One of the things that surprise producers who want to send us their wines is that we try to do without this. DoctorWine collaborators, in fact, prefer to taste wine during public events, at trade fairs, working with producer associations, serving as judges a wine contests, even international ones, during visits to estates and taking part in promotional tours or even just buying bottles at wine shops or on-line.
This way we limit, as much as possible, making any requests for sample bottles from wineries thus avoiding any problems and allowing us to be as transparent as possible. Of course, sometimes we do need to ask but this is less than 10% of the time. We only ask for sample bottles when there is no alternative, when there is no producer association or consortium around. But this is the exception while the rule is to find the wine elsewhere.
This method, which is a company choice and does not mean we think we are better than others, is something that truly amazes many producers because when they ask where they should send us their sample bottles, we tell them that we have tasted them already. This often occurs at Vinitaly or the various preview tastings that are staged between February and March.
For us it is a question of respect, of not bothering someone or embarrassing them. Some producers do not want to send samples of their wines for guide evaluation and they have every right to do so. We journalists, however, have the duty to report, a responsibility that is even sanctioned by law. By doing this we can freely and tranquilly taste all the wines that interest us regardless of whether the producer wants us to or not. We just need to organize ourselves and can do this without anyone’s permission.

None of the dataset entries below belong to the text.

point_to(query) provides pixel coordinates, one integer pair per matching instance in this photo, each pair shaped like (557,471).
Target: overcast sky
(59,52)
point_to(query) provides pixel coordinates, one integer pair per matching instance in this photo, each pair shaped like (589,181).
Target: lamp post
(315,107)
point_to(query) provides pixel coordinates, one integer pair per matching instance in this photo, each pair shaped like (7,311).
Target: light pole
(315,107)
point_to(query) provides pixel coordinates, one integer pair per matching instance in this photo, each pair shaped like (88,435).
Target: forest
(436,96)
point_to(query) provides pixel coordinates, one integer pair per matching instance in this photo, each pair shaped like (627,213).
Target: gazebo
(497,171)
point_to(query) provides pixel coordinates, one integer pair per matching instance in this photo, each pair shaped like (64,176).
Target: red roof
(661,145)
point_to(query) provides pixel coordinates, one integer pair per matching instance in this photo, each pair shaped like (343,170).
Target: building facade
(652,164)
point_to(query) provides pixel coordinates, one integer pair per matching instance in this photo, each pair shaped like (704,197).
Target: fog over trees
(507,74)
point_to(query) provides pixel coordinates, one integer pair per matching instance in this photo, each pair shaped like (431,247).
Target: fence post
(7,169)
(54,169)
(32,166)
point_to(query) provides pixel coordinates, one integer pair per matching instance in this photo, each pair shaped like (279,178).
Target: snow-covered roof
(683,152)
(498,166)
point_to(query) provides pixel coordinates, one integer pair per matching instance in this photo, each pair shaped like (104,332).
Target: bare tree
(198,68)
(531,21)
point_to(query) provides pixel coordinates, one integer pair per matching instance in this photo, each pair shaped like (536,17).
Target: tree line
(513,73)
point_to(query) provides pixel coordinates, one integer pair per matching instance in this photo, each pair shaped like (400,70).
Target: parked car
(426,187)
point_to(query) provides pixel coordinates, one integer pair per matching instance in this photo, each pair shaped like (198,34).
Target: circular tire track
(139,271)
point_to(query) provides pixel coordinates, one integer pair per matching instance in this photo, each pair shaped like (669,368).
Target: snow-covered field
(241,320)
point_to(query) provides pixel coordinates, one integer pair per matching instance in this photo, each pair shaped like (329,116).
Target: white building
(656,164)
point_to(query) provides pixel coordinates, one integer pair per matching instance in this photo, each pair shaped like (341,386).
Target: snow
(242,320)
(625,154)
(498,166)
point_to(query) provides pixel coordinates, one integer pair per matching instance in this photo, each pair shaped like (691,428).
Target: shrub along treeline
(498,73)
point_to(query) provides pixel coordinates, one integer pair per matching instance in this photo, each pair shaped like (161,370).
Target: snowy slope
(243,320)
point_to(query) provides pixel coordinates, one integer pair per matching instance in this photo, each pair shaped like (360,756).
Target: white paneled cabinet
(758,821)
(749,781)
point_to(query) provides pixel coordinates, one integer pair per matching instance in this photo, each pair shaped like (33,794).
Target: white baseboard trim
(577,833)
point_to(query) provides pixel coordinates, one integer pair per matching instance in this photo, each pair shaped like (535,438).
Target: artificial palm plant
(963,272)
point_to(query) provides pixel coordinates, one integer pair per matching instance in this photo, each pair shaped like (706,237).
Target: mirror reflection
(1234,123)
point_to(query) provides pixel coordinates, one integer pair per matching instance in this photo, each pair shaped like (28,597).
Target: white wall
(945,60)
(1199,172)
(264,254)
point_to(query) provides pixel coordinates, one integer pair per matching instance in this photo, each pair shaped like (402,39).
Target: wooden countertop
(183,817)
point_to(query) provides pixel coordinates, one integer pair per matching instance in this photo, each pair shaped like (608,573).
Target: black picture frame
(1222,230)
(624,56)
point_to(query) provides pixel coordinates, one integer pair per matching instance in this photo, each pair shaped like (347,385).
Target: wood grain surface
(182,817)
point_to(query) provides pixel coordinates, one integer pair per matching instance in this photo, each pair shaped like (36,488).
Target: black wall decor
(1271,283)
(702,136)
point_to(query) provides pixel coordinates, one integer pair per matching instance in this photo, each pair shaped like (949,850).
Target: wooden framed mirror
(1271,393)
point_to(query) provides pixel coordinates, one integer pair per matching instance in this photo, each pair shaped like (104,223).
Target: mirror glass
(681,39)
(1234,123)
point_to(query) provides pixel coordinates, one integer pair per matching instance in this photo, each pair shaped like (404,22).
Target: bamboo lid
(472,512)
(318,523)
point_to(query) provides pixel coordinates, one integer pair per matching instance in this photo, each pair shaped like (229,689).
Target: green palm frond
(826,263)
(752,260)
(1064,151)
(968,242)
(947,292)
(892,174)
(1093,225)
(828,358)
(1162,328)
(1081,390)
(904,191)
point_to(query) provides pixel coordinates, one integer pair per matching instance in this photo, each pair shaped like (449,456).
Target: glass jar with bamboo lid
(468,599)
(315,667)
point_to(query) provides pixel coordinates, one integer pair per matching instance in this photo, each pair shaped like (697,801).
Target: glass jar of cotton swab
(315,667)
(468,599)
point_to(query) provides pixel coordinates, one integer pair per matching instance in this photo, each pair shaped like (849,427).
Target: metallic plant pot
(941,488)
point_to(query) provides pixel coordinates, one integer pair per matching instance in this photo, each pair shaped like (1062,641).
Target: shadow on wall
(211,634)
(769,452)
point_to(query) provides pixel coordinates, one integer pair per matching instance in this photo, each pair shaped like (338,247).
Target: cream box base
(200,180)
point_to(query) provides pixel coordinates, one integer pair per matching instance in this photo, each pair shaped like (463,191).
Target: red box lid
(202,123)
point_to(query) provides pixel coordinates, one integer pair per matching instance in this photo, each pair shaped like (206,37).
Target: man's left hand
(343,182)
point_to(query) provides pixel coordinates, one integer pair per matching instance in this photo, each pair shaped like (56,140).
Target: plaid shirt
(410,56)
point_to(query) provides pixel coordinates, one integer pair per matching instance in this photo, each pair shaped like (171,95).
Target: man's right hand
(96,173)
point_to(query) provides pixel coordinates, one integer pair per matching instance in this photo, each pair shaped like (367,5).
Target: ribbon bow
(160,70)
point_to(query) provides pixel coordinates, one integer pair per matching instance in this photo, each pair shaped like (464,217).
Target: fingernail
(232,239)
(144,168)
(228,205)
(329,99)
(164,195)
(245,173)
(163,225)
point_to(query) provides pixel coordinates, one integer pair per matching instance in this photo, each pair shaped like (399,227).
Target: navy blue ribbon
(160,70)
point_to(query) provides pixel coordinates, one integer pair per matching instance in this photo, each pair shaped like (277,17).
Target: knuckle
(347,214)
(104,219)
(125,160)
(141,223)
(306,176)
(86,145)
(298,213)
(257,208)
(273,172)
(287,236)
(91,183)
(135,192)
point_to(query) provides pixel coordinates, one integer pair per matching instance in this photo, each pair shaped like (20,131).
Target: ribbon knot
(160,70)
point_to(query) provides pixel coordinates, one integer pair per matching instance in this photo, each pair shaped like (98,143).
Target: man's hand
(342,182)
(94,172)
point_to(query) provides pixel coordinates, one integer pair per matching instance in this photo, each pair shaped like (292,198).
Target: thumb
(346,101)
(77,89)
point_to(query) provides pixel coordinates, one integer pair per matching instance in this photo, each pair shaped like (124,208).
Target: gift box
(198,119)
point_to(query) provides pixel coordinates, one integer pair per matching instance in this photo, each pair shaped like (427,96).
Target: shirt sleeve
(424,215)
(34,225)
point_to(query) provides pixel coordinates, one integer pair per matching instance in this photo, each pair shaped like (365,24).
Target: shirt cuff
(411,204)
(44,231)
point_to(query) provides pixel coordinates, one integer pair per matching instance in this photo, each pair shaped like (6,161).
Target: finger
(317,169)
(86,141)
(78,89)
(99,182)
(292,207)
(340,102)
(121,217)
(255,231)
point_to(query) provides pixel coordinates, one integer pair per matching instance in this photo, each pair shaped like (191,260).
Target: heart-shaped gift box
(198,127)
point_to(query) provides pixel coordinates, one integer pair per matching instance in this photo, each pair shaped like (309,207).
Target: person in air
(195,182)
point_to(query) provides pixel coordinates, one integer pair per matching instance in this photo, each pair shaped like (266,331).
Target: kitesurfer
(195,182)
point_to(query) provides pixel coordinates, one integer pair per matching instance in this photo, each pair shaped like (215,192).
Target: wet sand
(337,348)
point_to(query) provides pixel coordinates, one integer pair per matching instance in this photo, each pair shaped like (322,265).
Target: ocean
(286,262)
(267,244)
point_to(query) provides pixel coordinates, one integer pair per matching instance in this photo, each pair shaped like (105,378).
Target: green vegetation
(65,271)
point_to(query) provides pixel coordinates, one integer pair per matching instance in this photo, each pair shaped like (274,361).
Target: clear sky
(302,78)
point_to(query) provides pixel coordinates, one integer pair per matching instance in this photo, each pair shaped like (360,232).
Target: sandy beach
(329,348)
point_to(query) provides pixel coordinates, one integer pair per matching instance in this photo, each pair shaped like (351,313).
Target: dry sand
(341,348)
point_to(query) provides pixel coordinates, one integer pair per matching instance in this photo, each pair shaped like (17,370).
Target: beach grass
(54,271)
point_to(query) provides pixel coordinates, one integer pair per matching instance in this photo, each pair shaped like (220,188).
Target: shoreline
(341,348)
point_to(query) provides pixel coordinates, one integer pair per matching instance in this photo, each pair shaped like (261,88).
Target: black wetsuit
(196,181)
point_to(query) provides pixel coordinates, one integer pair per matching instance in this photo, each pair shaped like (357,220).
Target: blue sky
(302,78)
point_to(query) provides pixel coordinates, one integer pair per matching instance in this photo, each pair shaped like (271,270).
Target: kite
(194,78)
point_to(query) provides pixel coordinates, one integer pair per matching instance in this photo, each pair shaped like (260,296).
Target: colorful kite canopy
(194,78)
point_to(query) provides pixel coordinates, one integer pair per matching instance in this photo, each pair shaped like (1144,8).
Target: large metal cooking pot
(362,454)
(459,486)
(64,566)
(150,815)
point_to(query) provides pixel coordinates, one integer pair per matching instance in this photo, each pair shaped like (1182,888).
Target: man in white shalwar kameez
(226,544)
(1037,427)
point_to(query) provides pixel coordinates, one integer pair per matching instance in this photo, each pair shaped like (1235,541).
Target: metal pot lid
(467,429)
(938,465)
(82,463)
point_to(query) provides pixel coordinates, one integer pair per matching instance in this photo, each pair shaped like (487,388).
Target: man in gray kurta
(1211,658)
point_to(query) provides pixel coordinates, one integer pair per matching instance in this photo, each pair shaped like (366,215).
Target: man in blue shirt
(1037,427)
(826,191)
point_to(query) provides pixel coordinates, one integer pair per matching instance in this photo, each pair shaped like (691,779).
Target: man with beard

I cannot say whether this is the best way of doing things. For sure it is a different approach and a more difficult one but it avoids embarrassment and suspicion. Compiling a guide with thousands of reviewed wines in the end can involve as many as 20,000 bottles, some of which risk ending up in channels that are anything but transparent. I will say no more. The approach we have adopted avoids such problems and this alone makes it a positive thing.